# Neurobiology of risk taking in females: hormonal modulation of basolateral amygdala function

> **NIH NIH F31** · UNIVERSITY OF TEXAS AT AUSTIN · 2022 · $43,549

## Abstract

Project Summary
Elevated risk taking contributes not only to the development of substance use disorder (SUD) but also the
likelihood of relapse. There has been significant progress in delineating the neural substrates underlying this
causal relationship. Nonetheless, we are still faced with a significant barrier in translating these findings to the
clinical setting because the majority of the work on this topic has used male subjects. This is despite the well-
established sex differences in risk taking and aspects of SUD. This significant limitation in scientific
advancement can be remediated by examining neurobiological mechanisms underlying decision making in
females. The long-term goal of our lab is to identify the neural mechanisms mediating risk taking in females
and how hormones contribute to these processes. To meet this goal, I will use a rodent model of risk taking in
which females are more risk averse and exhibit greater sensitivity to risk of punishment than males. In this model,
female risk aversion is largely mediated by estradiol (E2) and such E2-dependent risk aversion requires estrogen
receptor (ER) β. We have also established a role for the basolateral amygdala (BLA) and its projections to the
nucleus accumbens (NAc) shell in promoting risk averse behavior. Preliminary data reveal that activation of D2
dopamine receptors (D2Rs) in the BLA increases risk aversion in females, but not males. These findings suggest
that differences in BLA function may underlie sex differences in risk taking, and specifically, promote risk aversion
in females. Prior work shows sex differences in BLA-dependent behavior are due to the ability of E2 to modulate
BLA activity and function. Given the role of the BLA in risk taking and the fact it is potently modulated by E2, it is
therefore conceivable that risk aversion in females may be due to E2 regulation of BLA activity necessary for
risk-based decision making. Consequently, the overall objective of this proposal is to dissect the neural
mechanisms by which E2 promotes risk aversion in females. I hypothesize that E2 mediates female risk aversion
through its modulation of ERβ and D2R function in the BLA and its projections to the NAc shell. I will test my
hypothesis by carrying out three experimental aims. In Aim 1, I will identify the contributions of ERs in the BLA
to E2-dependent risk aversion in females using RNA interference-mediated ER gene reduction. In Aim 2, I will
identify the necessity of E2 modulation of D2R function in the BLA for risk aversion in females using optogenetic
manipulation of BLA neurons that selectively express D2Rs. In Aim 3, I will identify the contribution of E2
modulation of BLA projections to the NAc shell to risk aversion in females using optogenetic manipulation of this
circuit.
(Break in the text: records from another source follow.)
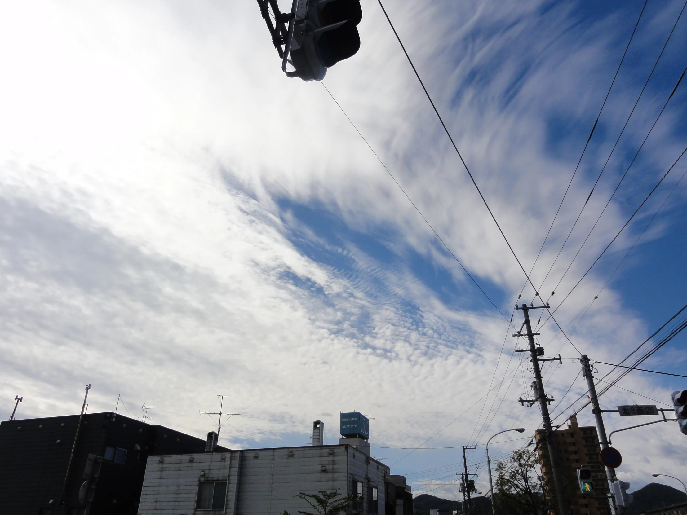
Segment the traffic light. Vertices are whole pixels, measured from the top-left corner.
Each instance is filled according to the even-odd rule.
[[[629,488],[630,483],[625,481],[613,481],[611,483],[613,494],[616,497],[616,504],[618,506],[627,506],[632,502],[632,496],[627,492]]]
[[[677,390],[671,394],[677,415],[677,424],[683,434],[687,435],[687,390]]]
[[[363,18],[360,0],[311,0],[297,3],[289,77],[322,80],[329,68],[360,48],[357,25]]]
[[[588,468],[577,469],[577,481],[583,494],[594,493],[594,483],[592,481],[592,471]]]
[[[277,0],[258,0],[258,4],[287,77],[322,80],[328,68],[360,49],[360,0],[293,0],[289,14],[280,12]],[[287,62],[294,71],[286,71]]]

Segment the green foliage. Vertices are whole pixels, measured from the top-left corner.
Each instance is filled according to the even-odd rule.
[[[339,493],[339,490],[335,492],[319,490],[319,495],[304,494],[301,492],[300,494],[294,495],[294,497],[298,497],[305,501],[315,510],[315,512],[298,510],[298,513],[301,515],[340,515],[340,514],[346,513],[351,503],[358,499],[357,496],[354,495],[342,496]],[[358,515],[359,513],[360,512],[356,512],[352,515]],[[289,514],[284,510],[282,515],[289,515]]]
[[[508,515],[546,515],[552,507],[547,496],[537,454],[517,449],[496,466],[494,502],[496,512]]]

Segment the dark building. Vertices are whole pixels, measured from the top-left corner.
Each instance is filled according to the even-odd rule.
[[[606,469],[599,460],[601,446],[594,426],[580,427],[577,417],[570,417],[567,428],[552,433],[558,461],[563,472],[566,497],[570,502],[572,515],[610,515],[611,508],[607,499],[601,496],[608,495],[609,488],[606,476]],[[544,433],[537,432],[537,450],[541,474],[549,484],[553,484],[548,463],[548,450],[542,442]],[[580,492],[577,482],[577,469],[588,468],[592,471],[596,497],[583,495]]]
[[[87,508],[93,515],[136,515],[149,455],[203,452],[206,447],[201,438],[113,413],[86,414],[80,428],[79,417],[0,424],[0,514],[85,515]],[[80,501],[95,457],[100,472],[82,490]],[[85,497],[89,500],[84,502]]]
[[[405,476],[389,476],[386,515],[413,515],[413,494]]]

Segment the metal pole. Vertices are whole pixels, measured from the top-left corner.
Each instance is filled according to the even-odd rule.
[[[23,397],[19,397],[19,396],[14,396],[14,400],[16,400],[16,402],[14,403],[14,409],[12,410],[12,416],[10,417],[10,420],[14,420],[14,413],[16,413],[16,407],[19,406],[19,402],[21,402],[23,400],[24,400]]]
[[[84,403],[81,406],[81,415],[79,415],[79,422],[76,426],[76,434],[74,435],[74,443],[71,446],[71,454],[69,455],[69,461],[67,464],[67,474],[65,474],[65,483],[62,485],[62,496],[60,499],[60,504],[64,504],[67,497],[67,485],[69,482],[69,474],[71,472],[71,466],[74,462],[74,455],[76,453],[76,444],[79,440],[79,433],[81,431],[81,424],[83,422],[84,411],[86,411],[86,400],[88,398],[88,391],[91,389],[91,385],[86,385],[86,395],[84,396]]]
[[[493,515],[496,515],[496,509],[494,507],[494,485],[491,483],[491,461],[489,459],[488,442],[486,444],[486,469],[489,471],[489,493],[491,494],[491,513]]]
[[[463,450],[463,453],[465,453],[464,450]],[[463,502],[460,504],[460,509],[462,515],[465,515],[465,492],[467,490],[468,485],[465,481],[465,474],[463,472],[460,472],[460,482],[463,485]]]
[[[598,398],[596,396],[596,387],[594,385],[594,378],[592,376],[592,367],[589,366],[589,358],[587,354],[580,356],[580,363],[582,363],[582,376],[587,380],[587,387],[589,390],[589,399],[592,402],[592,413],[594,413],[596,419],[596,430],[598,431],[599,445],[602,449],[609,447],[608,437],[606,436],[606,428],[603,425],[603,417],[601,415],[601,409],[599,407]],[[610,467],[605,467],[606,477],[608,479],[609,490],[611,492],[611,497],[609,498],[611,505],[611,510],[614,514],[622,513],[622,509],[618,506],[615,497],[613,496],[612,483],[618,481],[616,477],[615,469]]]
[[[534,380],[537,384],[536,400],[539,402],[541,408],[542,426],[546,438],[546,444],[549,450],[549,459],[551,461],[551,472],[554,477],[554,488],[556,489],[556,498],[558,500],[559,510],[561,515],[567,515],[568,505],[565,500],[565,490],[563,487],[563,477],[558,464],[558,455],[556,453],[556,446],[552,438],[553,431],[551,428],[551,417],[549,415],[549,406],[546,395],[544,393],[544,385],[541,380],[541,370],[539,369],[539,360],[537,354],[537,345],[534,343],[534,335],[532,332],[532,325],[530,323],[530,308],[527,304],[522,305],[522,312],[525,317],[525,327],[527,328],[527,339],[530,342],[530,354],[532,355],[532,367],[534,372]]]
[[[508,433],[508,431],[523,433],[525,431],[525,428],[519,427],[516,429],[506,429],[503,431],[499,431],[486,441],[486,470],[489,471],[489,492],[491,494],[491,512],[493,515],[496,515],[496,512],[494,508],[494,486],[491,483],[491,461],[489,459],[489,442],[491,442],[491,439],[495,436],[498,436],[503,433]]]
[[[463,485],[465,488],[465,492],[463,494],[463,497],[467,496],[467,502],[466,503],[466,513],[470,513],[470,489],[468,488],[468,463],[465,460],[465,446],[463,446],[463,470],[465,471],[465,479],[463,480]]]
[[[672,477],[673,479],[676,479],[677,481],[680,481],[680,483],[682,483],[682,481],[680,481],[679,479],[678,479],[675,476],[668,476],[667,474],[652,474],[651,475],[653,476],[654,477],[658,477],[659,476],[665,476],[666,477]],[[682,483],[682,488],[684,489],[685,495],[687,495],[687,486],[685,486],[685,483]]]

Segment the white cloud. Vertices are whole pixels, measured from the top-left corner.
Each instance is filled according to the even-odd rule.
[[[608,82],[602,72],[616,59],[613,38],[598,34],[618,23],[611,16],[580,28],[565,10],[535,19],[539,8],[390,7],[526,267],[579,151],[565,141],[560,155],[547,150],[548,117],[593,122],[589,113]],[[375,417],[376,441],[409,446],[484,394],[503,319],[446,304],[403,262],[416,252],[449,271],[459,288],[471,288],[324,89],[280,75],[254,5],[36,1],[5,9],[0,63],[14,79],[0,86],[0,385],[6,398],[25,395],[24,415],[74,412],[79,385],[92,382],[91,411],[113,409],[121,393],[132,413],[132,403],[152,403],[159,407],[154,422],[201,434],[209,423],[196,412],[228,393],[232,409],[249,413],[225,428],[229,444],[307,433],[317,417],[334,437],[337,410],[354,408]],[[363,48],[330,70],[328,87],[471,273],[515,298],[521,272],[381,14],[372,3],[364,9]],[[629,95],[621,88],[609,112],[616,116],[611,108]],[[607,123],[622,122],[620,114]],[[674,159],[663,130],[663,147],[647,158],[658,169]],[[604,154],[595,152],[596,166]],[[589,167],[573,183],[536,280],[588,194],[596,170]],[[282,209],[283,198],[324,207],[352,230],[385,229],[399,259],[385,263],[345,236],[339,249],[350,269],[309,258],[296,236],[338,249]],[[583,227],[604,202],[604,194],[592,197]],[[561,291],[622,225],[623,209],[609,208]],[[585,233],[574,233],[554,277]],[[559,311],[561,323],[602,280],[581,284]],[[553,334],[550,322],[546,329]],[[607,290],[575,342],[607,360],[646,332]],[[551,376],[557,399],[576,372],[568,360]],[[625,380],[666,398],[646,380]],[[529,381],[526,370],[518,371],[499,391],[497,404],[506,400],[491,430],[513,422],[536,426],[534,409],[513,409]],[[569,396],[583,393],[578,381]],[[627,395],[611,390],[607,400]],[[436,439],[464,441],[480,407]],[[475,434],[487,431],[478,426]],[[652,465],[682,466],[666,450],[671,435],[651,434],[662,449],[647,458]],[[640,453],[642,437],[622,438]],[[648,481],[646,466],[632,459],[623,474]]]

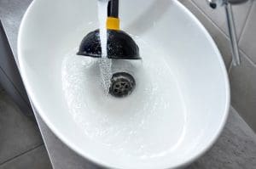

This project is significant because the knowledge gained will advance our understanding of the neural
mechanisms by which E2 mediates female risk aversion and provide a foundation from which we ...

## Key facts

- **NIH application ID:** 10538387
- **Project number:** 1F31DA057112-01
- **Recipient organization:** UNIVERSITY OF TEXAS AT AUSTIN
- **Principal Investigator:** Leah Marie Truckenbrod
- **Activity code:** F31 (R01, R21, SBIR, etc.)
- **Funding institute:** NIH
- **Fiscal year:** 2022
- **Award amount:** $43,549
- **Award type:** 1
- **Project period:** 2022-09-01 → 2025-08-31

## Primary source

NIH RePORTER: https://reporter.nih.gov/project-details/10538387

## Citation

> US National Institutes of Health, RePORTER application 10538387, Neurobiology of risk taking in females: hormonal modulation of basolateral amygdala function (1F31DA057112-01). Retrieved via AI Analytics 2026-05-26 from https://api.ai-analytics.org/grant/nih/10538387. Licensed CC0.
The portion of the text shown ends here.